I really enjoyed this book. An excellent and well-written story. Ariadne Oliver, the writer of detective stories who appears in many Poirot novels, and is Christie poking fun at herself, appears as a minor character in the book. Highly recommended.

"Privateer", by James Doohan and S.M. Stirling. The second book in the "Flight Engineer" trilogy, and just as good as the first, which I praised a few days ago. I bought this from Baen in September 2000.

Description from Baen:

Quote:
Peter Raeder was an ace pilot in the Commonwealth's war against the secessionist Mollies until a battle cost him his hand—and his right to fly the fighter ships he loved. So he became Flight Engineer on the fast carrier Invincible, a crack new ship with a picked crew, ready to fight the fanatical Mollies and their spiderlike alien allies. On his first mission, he faced pirate raiders, attacks by Mollies and a hidden saboteur on board who came close to destroying the Invincible before Raeder unmasked him.

Unfortunately for Raeder, his heroism didn't follow the rulebook, and his reward for saving the ship was a reprimand from an admiral who didn't trust him, and a deskbound assignment—a fate worse than death for a born spacehound like Raeder.

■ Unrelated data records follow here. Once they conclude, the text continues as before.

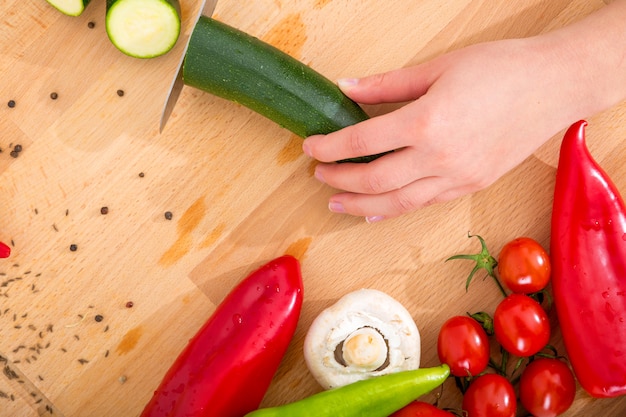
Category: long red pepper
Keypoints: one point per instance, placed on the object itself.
(5, 250)
(588, 250)
(228, 365)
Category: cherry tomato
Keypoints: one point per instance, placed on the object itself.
(490, 395)
(524, 266)
(521, 325)
(463, 345)
(547, 387)
(421, 409)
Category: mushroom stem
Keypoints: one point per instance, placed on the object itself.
(365, 348)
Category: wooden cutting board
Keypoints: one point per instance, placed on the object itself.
(239, 190)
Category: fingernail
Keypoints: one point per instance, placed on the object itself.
(306, 149)
(374, 219)
(319, 176)
(346, 83)
(336, 207)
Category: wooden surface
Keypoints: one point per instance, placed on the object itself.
(239, 189)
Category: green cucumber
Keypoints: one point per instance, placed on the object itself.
(143, 28)
(70, 7)
(231, 64)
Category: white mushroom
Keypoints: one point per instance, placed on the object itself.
(365, 333)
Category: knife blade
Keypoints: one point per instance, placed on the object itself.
(207, 8)
(29, 391)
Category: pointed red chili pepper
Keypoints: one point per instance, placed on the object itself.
(228, 365)
(588, 250)
(5, 250)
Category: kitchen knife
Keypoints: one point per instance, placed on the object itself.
(208, 6)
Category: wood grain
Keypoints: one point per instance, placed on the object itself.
(239, 189)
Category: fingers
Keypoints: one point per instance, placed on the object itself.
(380, 134)
(391, 87)
(379, 176)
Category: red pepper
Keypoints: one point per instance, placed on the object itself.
(588, 250)
(5, 250)
(228, 365)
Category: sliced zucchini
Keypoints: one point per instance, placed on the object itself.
(231, 64)
(70, 7)
(143, 28)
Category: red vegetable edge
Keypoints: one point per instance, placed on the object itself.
(227, 367)
(588, 250)
(5, 250)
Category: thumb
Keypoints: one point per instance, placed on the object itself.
(391, 87)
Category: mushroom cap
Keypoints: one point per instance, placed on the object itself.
(366, 312)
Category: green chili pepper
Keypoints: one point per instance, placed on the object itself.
(374, 397)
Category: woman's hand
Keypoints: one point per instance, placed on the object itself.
(473, 114)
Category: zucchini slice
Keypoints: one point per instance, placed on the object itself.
(143, 28)
(231, 64)
(70, 7)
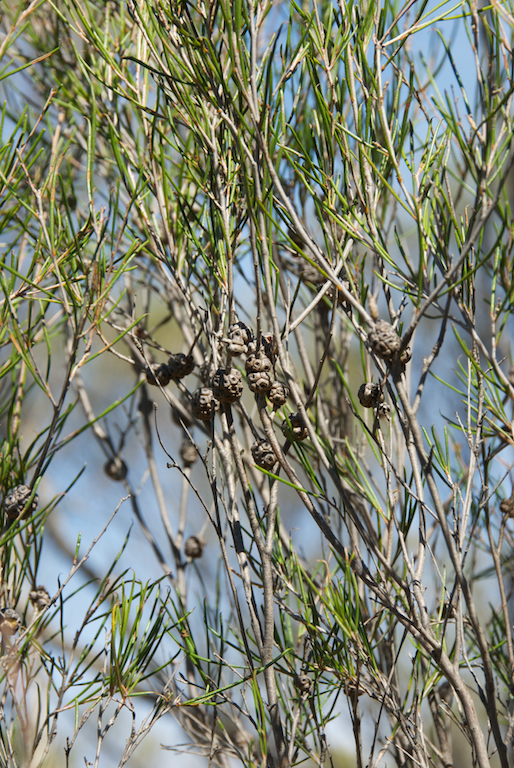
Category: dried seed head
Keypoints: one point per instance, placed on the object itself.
(302, 683)
(158, 373)
(116, 468)
(10, 622)
(239, 336)
(203, 403)
(507, 506)
(260, 382)
(40, 598)
(258, 362)
(263, 454)
(384, 411)
(295, 429)
(268, 345)
(227, 385)
(384, 340)
(193, 547)
(312, 275)
(278, 393)
(259, 369)
(188, 453)
(180, 365)
(15, 501)
(405, 356)
(373, 308)
(370, 395)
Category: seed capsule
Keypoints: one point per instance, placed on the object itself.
(295, 429)
(180, 365)
(10, 622)
(115, 468)
(40, 598)
(194, 546)
(227, 385)
(263, 454)
(384, 340)
(259, 369)
(158, 373)
(15, 501)
(370, 395)
(278, 393)
(203, 403)
(239, 336)
(188, 453)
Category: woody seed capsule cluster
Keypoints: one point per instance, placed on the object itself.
(158, 373)
(15, 501)
(278, 394)
(295, 429)
(180, 365)
(263, 454)
(384, 340)
(370, 395)
(227, 385)
(302, 683)
(203, 403)
(268, 345)
(116, 468)
(188, 453)
(10, 622)
(193, 547)
(259, 369)
(40, 598)
(239, 336)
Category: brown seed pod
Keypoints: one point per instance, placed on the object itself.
(507, 507)
(227, 385)
(384, 340)
(278, 393)
(259, 369)
(263, 454)
(268, 345)
(180, 365)
(15, 501)
(188, 453)
(40, 598)
(10, 622)
(405, 356)
(203, 403)
(295, 429)
(158, 373)
(194, 546)
(239, 336)
(384, 411)
(302, 683)
(370, 395)
(115, 468)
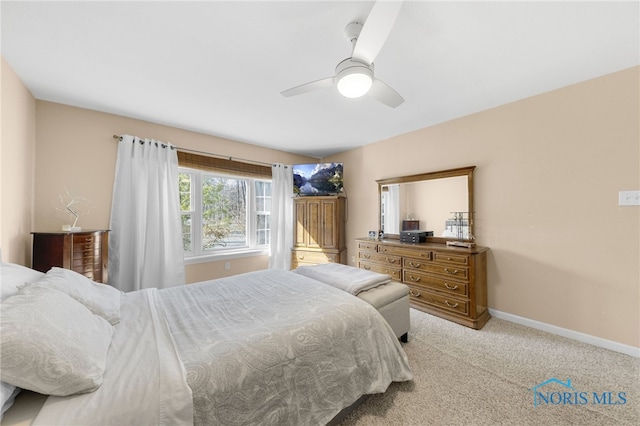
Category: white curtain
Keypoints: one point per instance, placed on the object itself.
(281, 216)
(145, 243)
(393, 211)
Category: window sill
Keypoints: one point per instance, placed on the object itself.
(227, 255)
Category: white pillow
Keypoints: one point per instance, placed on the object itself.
(13, 275)
(52, 344)
(101, 299)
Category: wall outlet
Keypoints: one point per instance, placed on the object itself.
(629, 198)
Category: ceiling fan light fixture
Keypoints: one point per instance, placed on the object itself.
(353, 79)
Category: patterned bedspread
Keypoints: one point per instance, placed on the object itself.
(274, 347)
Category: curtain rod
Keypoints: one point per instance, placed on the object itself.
(210, 154)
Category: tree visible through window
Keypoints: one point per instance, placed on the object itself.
(223, 212)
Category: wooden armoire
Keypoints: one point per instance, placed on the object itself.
(319, 230)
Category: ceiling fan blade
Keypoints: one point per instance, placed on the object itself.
(376, 30)
(308, 87)
(385, 94)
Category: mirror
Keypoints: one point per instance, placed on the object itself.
(428, 202)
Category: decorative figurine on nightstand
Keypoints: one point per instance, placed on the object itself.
(70, 205)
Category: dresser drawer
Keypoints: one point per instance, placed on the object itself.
(394, 272)
(405, 251)
(415, 264)
(383, 258)
(431, 299)
(430, 282)
(365, 245)
(457, 259)
(450, 271)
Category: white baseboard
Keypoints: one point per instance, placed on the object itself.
(564, 332)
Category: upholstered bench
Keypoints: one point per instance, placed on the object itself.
(390, 298)
(392, 301)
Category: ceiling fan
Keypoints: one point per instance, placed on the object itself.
(355, 75)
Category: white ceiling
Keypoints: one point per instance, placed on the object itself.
(218, 67)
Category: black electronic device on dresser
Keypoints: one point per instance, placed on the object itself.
(415, 236)
(86, 252)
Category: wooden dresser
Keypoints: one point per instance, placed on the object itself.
(85, 252)
(318, 232)
(449, 282)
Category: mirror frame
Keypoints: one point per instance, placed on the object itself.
(461, 171)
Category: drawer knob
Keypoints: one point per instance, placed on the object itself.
(455, 287)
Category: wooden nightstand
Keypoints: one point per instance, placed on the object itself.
(85, 252)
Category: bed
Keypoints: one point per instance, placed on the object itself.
(268, 347)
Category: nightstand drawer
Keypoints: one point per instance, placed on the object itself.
(85, 252)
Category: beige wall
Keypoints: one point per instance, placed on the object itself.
(76, 152)
(549, 169)
(17, 151)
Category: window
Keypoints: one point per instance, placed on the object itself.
(223, 213)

Then a less rulebound Marine General offered Raeder an escape: command of a hidden base deep in Mollie-controlled space from which ships, posing as space pirates, will harry Mollie shipping, like the seagoing privateers of Earth's past. And Raeder finds a dangerous mission preferable to exile to an office cubicle . . . even if his chances of surviving this assignment are very nearly zero.
The only thing I found slightly grating about the books are the not terribly subtle "Star Trek" jokes scattered through it. Eg, there's one scene with two pirate ships, one commanded by "Captain Wesley" and the other by "Captain Crusher". I really think the book would be better without these.